In Search of an Asian American Lead

Actor Daniel Henney

It’s no secret that Hollywood is a white mans game. This statement in and of itself isn’t so liberal, social justice warrior cry for the exclusive nature of the industry. It just is. Look at the biggest movies ever made. Avatar, The Avengers (fuck, all MCU movies), Pulp Fiction, Halloween, and 2001. White boys holding down the fort. Even the shittiest movies around are dropped down into the shit at the helm of a white man. And hell, anyone can make a shit movie. But the fact that guys like Joseph Kosinski (he made the bombs Tron: Legacy and Oblivion) or Rob Cohen (Alex Cross and The Boy Next Door) can make movies that don’t do well financially and/or are disliked by audiences can keep working is odd, isn’t it? I mean shit, Oblivion was so disliked that it is contributed with the failure of Edge of Tomorrow to make money. But he’s being given just as extravagant a budget to make a third Tron movie, his second, almost 5 years later despite Tron Legacy not being well received. And that’s just one example. It happens all the time. So the current trend is to beat the drum for women or blacks to be given more chances to work not just in front of the camera, but behind it as well. But that kinda excludes a certain group. That of the Asian American/Asian Asian group.

The fact that Asians are excluded from the popular kids table isn’t too surprising. They aren’t white men. And it’s not even a hate crime committing kind of racism. When you have an industry run by white men almost exclusively, they are gonna stick with their own kind. It’s more tribalism than racism. S’why women don’t get work. But it doesn’t really make a whole lick of sense since Asian filmmaking has been a great influence on many filmmakers. The most popular director now just dripping with Asian filmmaking techniques is Quentin Tarantino. And if you want the best example of Asian coopting is George Lucas pillaging the works of Akira Kurosawa to fuel the massive still to this day Star Wars saga. So if they don’t even accept Asians to work behind the cameras, why is it surprising that they’d keep any from leading roles?

From left to right: Will Yun Lee, Sendhil Ramamurthy and Rick Yune. 

The lack of Asian leading roles is more complicated than just simple racism.

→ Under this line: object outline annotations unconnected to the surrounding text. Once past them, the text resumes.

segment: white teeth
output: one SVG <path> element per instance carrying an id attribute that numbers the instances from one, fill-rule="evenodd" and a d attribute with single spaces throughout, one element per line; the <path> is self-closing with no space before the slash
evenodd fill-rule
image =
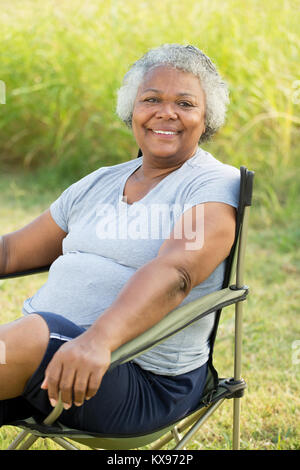
<path id="1" fill-rule="evenodd" d="M 153 129 L 152 129 L 153 130 Z M 175 135 L 177 132 L 172 132 L 172 131 L 154 131 L 154 134 L 170 134 L 170 135 Z"/>

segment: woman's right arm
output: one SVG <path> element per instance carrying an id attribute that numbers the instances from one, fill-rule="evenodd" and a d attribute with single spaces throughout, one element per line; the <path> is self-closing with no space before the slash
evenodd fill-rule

For one, there aren’t very many English speaking Asian actors around, so when the opportunity arises for them there is a smaller pool. There’s also the problem of Asians coming from Asian countries having a harder time getting a handle on the language. That’s not bullshit racism coming in. Asians descend from and use languages derived from a different origin than white speaking countries that come from the romantic language of Latin and such. That’s why it’s easier for Europeans to cross over, for the most part. They may still carry an accent, like Christoph Waltz. But they handle it well enough. But again it comes down to the lack of diversity behind the camera leading to less opportunities for different representation to come across. And the bosses that only hire whites behind the camera will usually force the whiteness to eke into frame. Look at The Last Samurai. A movie with that title sounds like it should have an Asian lead, but it becomes a white savior movie learning from them weird not whites that Hollywood can’t understand with Tom Cruise as the last remaining Ronin.

Sometimes the US is capable of watching an Asian centric movie. It’s rare, but it can happen. The biggest of them is Crouching Tiger, Hidden Dragon. It was a massive success, winning so many damn Awards it was almost gluttonous, and it was made by Asians with Asians in the camera frame. But really, it was a fluke. Sometimes they get through. And really, the lack of tonally Asian movies is the cultural divide. It’s the complete segregation of cultures from ages ago that makes it hard to connect. For us that is, Asians eat up our entertainment. It’s weird how little we will branch out. Despite the fact the movie looked and turned out to be really bad, 47 Ronin was a movie descended from Asian culture and myth and tanked completely. So bad its arguably the biggest bomb in history. And it’s not like Keanu Reeves is box office poison, as John Wick proved. It was just too Asian for audiences to even take a chance on, where crap like Transformers will get business.

The future is always bright, especially with racial barriers being broken down every day. So, there is hope. Especially when someone like Gareth Evans is making a name for himself, making completely Asian led movies. And it’s in those movies that we see the best up and coming guys to lead a movie. Let’s see Iko Uwais, totally badass and charismatic in The Raid 2, take the lead in a movie (had a supporting turn in Star Wars: The Force Awakens). And with Gareth influencing people as we speak, Asia may very well get more representation. Or they’ll just co-opt it again. Time will tell.